From: Karl Meerbergen (Karl.Meerbergen_at_[hidden])
Date: 2005-02-03 03:35:34


Patrick Kowalzick wrote:

>
> From: "David Abrahams" <dave_at_[hidden]>
>
>> Guntram Berti <berti_at_[hidden]> writes:
>
>
> [snip]
>
>>> I think it will not be uncommon to wish to forbid even assignment
>>> between vectors of equal size, for example if one represents
>>> cell-based and the other one vertex-based quantities (speaking
>>> FEM). So one could introduce mechanisms to forbid assigment at
>>> compile time (i.e. making those vectors different types).
>>
>>
>> Or const?
>
>
> IMO for a "user" there is an easy way needed to create a bunch of
> vectors with different _semantic_ meanings.
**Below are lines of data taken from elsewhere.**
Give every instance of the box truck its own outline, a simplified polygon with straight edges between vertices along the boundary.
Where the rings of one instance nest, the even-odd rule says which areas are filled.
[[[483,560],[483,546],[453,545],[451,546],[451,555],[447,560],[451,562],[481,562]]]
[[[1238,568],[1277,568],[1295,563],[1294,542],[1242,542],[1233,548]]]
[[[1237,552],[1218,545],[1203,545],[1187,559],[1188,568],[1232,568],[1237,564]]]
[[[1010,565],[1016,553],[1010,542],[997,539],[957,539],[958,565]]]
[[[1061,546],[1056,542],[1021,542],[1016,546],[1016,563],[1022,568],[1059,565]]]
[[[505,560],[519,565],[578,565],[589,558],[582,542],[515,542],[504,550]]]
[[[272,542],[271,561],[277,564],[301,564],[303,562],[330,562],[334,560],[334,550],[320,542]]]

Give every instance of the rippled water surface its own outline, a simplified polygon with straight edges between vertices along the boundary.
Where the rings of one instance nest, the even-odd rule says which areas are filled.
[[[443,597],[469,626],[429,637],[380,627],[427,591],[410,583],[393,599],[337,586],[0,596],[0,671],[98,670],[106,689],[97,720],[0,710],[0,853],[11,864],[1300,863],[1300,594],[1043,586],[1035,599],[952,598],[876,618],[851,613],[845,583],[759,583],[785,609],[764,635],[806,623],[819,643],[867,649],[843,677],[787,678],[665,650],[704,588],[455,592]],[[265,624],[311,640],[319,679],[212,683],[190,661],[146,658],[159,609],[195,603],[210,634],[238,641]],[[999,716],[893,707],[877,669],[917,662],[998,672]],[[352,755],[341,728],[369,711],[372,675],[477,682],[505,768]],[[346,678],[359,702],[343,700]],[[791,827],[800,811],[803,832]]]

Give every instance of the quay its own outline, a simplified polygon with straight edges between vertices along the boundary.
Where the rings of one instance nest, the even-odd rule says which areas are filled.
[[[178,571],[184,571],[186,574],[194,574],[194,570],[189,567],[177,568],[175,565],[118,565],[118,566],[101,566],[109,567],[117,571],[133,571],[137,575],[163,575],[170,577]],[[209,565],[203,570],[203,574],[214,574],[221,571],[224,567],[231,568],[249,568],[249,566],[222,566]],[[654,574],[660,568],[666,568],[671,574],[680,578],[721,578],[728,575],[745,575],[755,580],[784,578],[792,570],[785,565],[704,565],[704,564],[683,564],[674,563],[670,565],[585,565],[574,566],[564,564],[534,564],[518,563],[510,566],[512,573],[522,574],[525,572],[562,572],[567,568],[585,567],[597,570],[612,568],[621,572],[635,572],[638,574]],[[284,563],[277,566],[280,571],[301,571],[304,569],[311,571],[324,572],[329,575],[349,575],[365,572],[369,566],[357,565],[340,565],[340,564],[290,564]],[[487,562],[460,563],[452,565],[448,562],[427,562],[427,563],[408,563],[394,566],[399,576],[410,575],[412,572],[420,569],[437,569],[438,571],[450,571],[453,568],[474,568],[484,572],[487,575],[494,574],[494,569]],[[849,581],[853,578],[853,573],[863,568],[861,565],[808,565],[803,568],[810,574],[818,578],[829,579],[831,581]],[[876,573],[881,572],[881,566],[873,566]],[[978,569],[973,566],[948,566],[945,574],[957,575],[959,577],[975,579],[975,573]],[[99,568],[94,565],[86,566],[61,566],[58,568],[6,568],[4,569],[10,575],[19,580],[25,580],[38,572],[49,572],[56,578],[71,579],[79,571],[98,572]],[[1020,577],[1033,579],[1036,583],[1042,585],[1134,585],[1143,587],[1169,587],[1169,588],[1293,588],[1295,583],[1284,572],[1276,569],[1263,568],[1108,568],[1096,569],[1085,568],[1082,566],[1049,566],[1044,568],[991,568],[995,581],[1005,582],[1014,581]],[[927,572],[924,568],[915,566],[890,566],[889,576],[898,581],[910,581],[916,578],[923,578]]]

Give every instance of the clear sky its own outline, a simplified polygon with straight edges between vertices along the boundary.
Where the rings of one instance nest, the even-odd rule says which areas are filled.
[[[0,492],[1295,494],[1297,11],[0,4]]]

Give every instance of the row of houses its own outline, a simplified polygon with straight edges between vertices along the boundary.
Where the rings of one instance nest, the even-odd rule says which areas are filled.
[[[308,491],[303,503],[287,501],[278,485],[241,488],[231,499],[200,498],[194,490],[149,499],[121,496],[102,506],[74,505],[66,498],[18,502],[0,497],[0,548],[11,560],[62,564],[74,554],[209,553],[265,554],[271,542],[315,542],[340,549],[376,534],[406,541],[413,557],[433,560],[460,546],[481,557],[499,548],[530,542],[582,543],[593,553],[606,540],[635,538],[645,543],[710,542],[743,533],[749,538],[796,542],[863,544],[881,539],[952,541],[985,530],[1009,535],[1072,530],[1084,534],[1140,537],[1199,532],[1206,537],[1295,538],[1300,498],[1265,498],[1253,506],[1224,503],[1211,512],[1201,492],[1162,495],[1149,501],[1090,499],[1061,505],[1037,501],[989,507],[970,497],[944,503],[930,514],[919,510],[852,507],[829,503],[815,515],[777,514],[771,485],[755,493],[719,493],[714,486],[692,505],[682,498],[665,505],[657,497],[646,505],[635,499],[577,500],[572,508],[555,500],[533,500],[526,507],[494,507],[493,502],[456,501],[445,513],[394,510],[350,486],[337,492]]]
One example is Guntrams
> FEM example. Another one might be the representations of geometrical
> entities, e.g the semantic difference between points and vectors. This
> truly depends on the mathematical context.
>
> Having different types makes it much easier declaring functions for
> some action. As an example take two vectors[3], where one represents a
> point and the other a line in a 2D homogeneous space. The affine
> transformations for both types must not be equal, so the functions
> should be overloaded:
> point affine_transformation( const matrix & a, const point & x );
> line affine_transformation( const matrix & a, const line & x );
>
> Both points and lines _are_ vectors, but behave completly different.
> E.g. addition of both is forbidden.
>
> In uBlas I inherit from the bounded_vector (but I am not completly
> sure about side-effects).
>
> Regards,
> Patrick

Perhaps, we should introduce some notion of AssignmentAdaptor that takes
a container and adds some constraints to the assignment? What do you think?

Looking at all reactions about assignment I do not believe we will agree
on a single assignment policy, because some do not like assigning
vectors of different sizes, others do. The GLAS user should be able to
easily develop his own AssignmentAdaptor.

We then could have a very slim container but a bunch of adaptors that
describe the behaviour of for example assignment, element access, etc.